Hycis Mozi Save

Deep Learning Package base on Theano

Project README


Mozi is based on Theano with a clean and sharp design, the design philosophy of Mozi

  1. Fast and Simple: The main engine of the package is only 200 lines of code. There is only one full compiled graph for training which ensures all the data manipulation happens in one go through the pipeline and as a result make it super fast package.
  2. Highly Modular: Building a model in Mozi is like building a house with Lego, you can design whatever imaginable layers and stack them together easily.
  3. Model Abstract from Training: In order to facilitate deployment of trained model for real use, the model is abstracted away from the training module and keep as minimalist as possible. Objective is to allowed realtime deployment and easy model exchange.
  4. Logging System: Mozi provides a full logging feature that allows user to log the training results and the hyperparameters to the database for paranormal overview. Also it allows automatic saving of best model and logging of all training outputs for easy aftermath analysis.


First you need to install theano

You can simply install mozi via pip for latest stable version

sudo pip install mozi

or install via pip for bleeding edge version

sudo pip install git+https://github.com/hycis/[email protected]

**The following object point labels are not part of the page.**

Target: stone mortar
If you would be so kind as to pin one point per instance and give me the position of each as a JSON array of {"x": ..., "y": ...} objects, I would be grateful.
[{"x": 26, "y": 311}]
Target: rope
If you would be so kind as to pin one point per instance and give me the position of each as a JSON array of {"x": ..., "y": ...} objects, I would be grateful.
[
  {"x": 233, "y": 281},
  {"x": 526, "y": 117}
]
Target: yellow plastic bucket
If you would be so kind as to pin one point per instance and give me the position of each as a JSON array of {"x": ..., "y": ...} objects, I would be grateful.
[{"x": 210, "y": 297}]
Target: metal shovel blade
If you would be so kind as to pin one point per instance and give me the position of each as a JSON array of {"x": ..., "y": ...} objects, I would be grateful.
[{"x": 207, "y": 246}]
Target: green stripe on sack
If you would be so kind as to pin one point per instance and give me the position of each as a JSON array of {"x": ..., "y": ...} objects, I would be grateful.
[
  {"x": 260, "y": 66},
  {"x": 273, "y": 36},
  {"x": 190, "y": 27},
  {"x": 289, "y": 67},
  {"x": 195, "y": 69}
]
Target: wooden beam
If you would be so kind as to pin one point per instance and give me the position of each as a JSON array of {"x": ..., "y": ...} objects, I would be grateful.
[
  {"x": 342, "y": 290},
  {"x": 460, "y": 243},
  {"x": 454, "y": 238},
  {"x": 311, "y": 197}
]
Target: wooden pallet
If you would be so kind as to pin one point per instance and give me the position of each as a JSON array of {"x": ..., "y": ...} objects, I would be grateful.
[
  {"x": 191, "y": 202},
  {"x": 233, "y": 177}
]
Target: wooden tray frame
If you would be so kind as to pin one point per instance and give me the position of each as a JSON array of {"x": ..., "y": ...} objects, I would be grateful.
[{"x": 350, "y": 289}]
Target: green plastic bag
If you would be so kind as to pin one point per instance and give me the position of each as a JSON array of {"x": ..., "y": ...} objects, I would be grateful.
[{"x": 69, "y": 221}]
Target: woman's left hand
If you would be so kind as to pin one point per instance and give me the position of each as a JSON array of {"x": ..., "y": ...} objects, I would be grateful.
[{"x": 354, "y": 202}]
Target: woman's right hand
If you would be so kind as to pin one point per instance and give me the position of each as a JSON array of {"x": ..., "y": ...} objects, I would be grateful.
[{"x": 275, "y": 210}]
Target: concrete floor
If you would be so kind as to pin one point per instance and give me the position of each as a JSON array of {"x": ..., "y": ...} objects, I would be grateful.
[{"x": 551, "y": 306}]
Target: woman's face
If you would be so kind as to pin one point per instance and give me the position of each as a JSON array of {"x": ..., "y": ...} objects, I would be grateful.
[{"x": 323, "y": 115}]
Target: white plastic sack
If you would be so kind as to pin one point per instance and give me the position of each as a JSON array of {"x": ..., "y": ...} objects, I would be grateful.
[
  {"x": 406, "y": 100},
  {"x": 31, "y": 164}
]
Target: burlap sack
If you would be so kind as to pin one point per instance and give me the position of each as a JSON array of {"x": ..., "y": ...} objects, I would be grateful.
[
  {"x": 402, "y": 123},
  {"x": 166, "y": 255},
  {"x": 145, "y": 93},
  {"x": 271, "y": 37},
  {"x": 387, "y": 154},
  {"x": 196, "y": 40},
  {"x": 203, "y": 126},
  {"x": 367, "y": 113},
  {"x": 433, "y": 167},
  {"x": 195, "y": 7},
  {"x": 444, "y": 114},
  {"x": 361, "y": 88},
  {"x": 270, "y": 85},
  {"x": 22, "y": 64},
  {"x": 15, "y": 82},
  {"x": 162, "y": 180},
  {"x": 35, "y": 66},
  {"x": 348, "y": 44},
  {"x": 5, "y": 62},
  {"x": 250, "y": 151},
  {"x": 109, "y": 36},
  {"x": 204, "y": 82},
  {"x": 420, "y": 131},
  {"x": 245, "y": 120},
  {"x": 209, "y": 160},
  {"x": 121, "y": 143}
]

or simply clone and add to PYTHONPATH.

git clone https://github.com/hycis/Mozi.git
export PYTHONPATH=/path/to/Mozi:$PYTHONPATH

in order for the install to persist via export PYTHONPATH. Add PYTHONPATH=/path/to/TensorGraph:$PYTHONPATH to your .bashrc for linux or .bash_profile for mac. While this method works, you will have to ensure that all the dependencies in setup.py are installed.

Set Environment

In Mozi, we need to set three environment paths


MOZI_DATA_PATH is the directory for saving and loading the datasets.
MOZI_SAVE_PATH is the directory for saving all the models, the output log and epoch error.
MOZI_DATABASE_PATH is the directory for saving the database that contains tables recording the hyperparameters and test errors for each training job.

Let's Have Fun!

Building a model in Mozi is as simple as

import theano.tensor as T
from mozi.model import Sequential
model = Sequential(input_var=T.matrix(), output_var=T.matrix())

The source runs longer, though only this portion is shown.